The bank is calling all of this bad news a “recalibration.” The tone of the report is not all that negative, and it avoids harsh language or words like crash or bubble. Like CIBC, TD is predicting that the Bank of Canada will be forced to pause the hiking of interest rates in Q4. By that point, TD suggests that the worst of the rate tightening will be over and behind us. The bank points to mortgage stress tests that were implemented for precisely the scenario we now find ourselves: a hopefully temporary period of higher interest rate and greater mortgage costs than the norm we were used to. TD sees the stress tests as a critical buffer in this time. Wage growth and demand for skilled workers are other reasons the bank is avoiding a doom and gloom prediction. Like most of its peers and the mainstream financial press, TD is pointing to the large pool of savings that Canadians amassed through the pandemic as a good sign of security. Our population continues to grow and immigration will pick up strongly as the pandemic continues to edge its way out of the headlines.

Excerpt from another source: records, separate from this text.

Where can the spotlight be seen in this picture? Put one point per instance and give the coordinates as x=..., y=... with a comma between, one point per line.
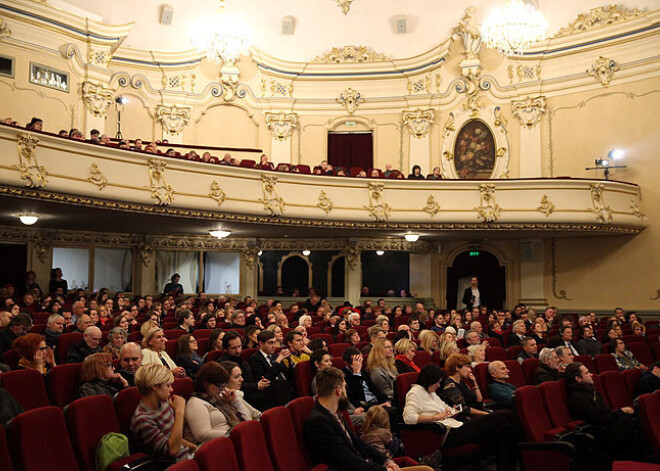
x=219, y=234
x=28, y=219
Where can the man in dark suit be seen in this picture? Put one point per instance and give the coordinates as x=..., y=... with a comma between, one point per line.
x=265, y=364
x=331, y=441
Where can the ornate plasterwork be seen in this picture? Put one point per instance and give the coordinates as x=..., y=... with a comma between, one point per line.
x=281, y=125
x=173, y=118
x=273, y=203
x=602, y=211
x=97, y=98
x=598, y=17
x=350, y=100
x=529, y=111
x=216, y=193
x=350, y=55
x=377, y=207
x=35, y=175
x=488, y=209
x=96, y=177
x=432, y=207
x=324, y=202
x=546, y=207
x=161, y=192
x=419, y=122
x=602, y=70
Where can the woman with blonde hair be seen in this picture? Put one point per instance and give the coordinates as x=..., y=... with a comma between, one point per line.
x=382, y=369
x=98, y=377
x=428, y=340
x=153, y=351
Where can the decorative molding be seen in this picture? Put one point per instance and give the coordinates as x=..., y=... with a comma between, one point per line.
x=419, y=122
x=488, y=209
x=546, y=207
x=350, y=100
x=281, y=125
x=350, y=55
x=97, y=98
x=599, y=17
x=173, y=118
x=273, y=203
x=378, y=209
x=602, y=70
x=96, y=177
x=35, y=175
x=432, y=207
x=553, y=272
x=216, y=193
x=529, y=111
x=160, y=190
x=324, y=202
x=602, y=211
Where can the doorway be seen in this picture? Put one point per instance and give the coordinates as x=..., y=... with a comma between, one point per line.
x=485, y=266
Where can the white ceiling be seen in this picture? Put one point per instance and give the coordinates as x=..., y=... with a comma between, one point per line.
x=319, y=24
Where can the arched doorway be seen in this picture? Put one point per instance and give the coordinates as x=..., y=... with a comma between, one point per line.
x=485, y=266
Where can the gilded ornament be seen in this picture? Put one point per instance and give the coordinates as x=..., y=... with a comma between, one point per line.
x=350, y=100
x=418, y=122
x=35, y=175
x=598, y=17
x=602, y=211
x=273, y=203
x=602, y=70
x=546, y=207
x=529, y=111
x=488, y=209
x=324, y=202
x=432, y=207
x=97, y=98
x=216, y=193
x=350, y=55
x=96, y=177
x=377, y=207
x=160, y=190
x=173, y=118
x=281, y=125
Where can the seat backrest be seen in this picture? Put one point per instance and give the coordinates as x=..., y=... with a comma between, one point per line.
x=605, y=362
x=531, y=413
x=402, y=385
x=38, y=440
x=87, y=420
x=615, y=389
x=250, y=447
x=285, y=451
x=303, y=377
x=217, y=455
x=62, y=382
x=27, y=387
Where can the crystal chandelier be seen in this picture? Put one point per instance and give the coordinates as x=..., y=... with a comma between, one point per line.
x=221, y=39
x=514, y=27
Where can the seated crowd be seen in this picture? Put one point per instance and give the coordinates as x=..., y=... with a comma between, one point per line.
x=137, y=145
x=245, y=358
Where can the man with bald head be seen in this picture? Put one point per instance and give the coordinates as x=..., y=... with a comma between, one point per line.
x=88, y=345
x=130, y=359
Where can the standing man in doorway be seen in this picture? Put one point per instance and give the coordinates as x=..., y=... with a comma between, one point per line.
x=471, y=295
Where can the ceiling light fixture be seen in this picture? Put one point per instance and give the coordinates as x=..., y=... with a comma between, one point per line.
x=28, y=219
x=514, y=27
x=219, y=234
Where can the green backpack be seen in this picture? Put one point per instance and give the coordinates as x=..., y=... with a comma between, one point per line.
x=112, y=447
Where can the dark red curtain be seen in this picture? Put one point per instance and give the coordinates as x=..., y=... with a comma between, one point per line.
x=351, y=150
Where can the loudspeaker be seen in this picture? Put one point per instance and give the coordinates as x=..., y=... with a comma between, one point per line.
x=166, y=14
x=287, y=25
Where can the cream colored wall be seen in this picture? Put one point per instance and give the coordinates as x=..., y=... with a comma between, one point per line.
x=603, y=272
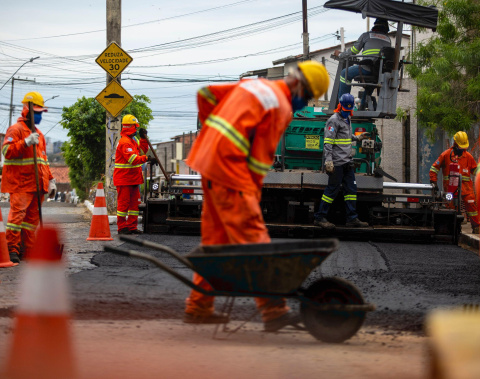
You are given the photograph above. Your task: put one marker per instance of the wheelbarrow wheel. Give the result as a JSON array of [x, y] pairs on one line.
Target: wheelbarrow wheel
[[332, 326]]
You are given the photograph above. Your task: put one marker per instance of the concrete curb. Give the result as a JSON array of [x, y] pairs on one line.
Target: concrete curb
[[111, 219]]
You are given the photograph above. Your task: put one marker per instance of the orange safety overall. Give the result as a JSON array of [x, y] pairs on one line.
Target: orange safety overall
[[18, 179], [127, 176], [468, 167], [242, 125]]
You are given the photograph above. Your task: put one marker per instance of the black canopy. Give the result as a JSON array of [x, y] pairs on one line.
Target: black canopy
[[407, 13]]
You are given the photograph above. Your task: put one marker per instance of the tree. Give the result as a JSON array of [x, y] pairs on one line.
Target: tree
[[85, 151], [446, 69]]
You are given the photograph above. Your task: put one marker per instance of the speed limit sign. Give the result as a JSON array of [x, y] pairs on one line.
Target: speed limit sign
[[114, 59]]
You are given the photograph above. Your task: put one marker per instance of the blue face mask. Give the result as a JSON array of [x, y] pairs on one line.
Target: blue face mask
[[37, 117], [298, 103]]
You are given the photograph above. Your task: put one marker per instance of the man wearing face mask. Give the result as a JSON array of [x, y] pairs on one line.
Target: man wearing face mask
[[242, 124], [458, 154], [127, 175], [337, 153], [18, 177]]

Finally, TD points to low inventory. Few houses are on the market, many sellers are waiting for greener pastures, and builders are cancelling or cutting back on development proposals. So supply will continue to drive up prices over the longer term. This has been a perennial driver of high prices. We’re building 250,000 homes a year in the country, but are welcoming over 400,000 new Canadians at the same time – along with native demand for housing, this places huge pressures on the supply side. 2021-2022 saw a big decline in new home and resale home supplies across the country. TD is bullish on 2024, specifically pointing to the 450,000 people that are expected to settle in the country through the near future. TD sees housing troubles slowing growth by 1-1.5% over the next few quarters.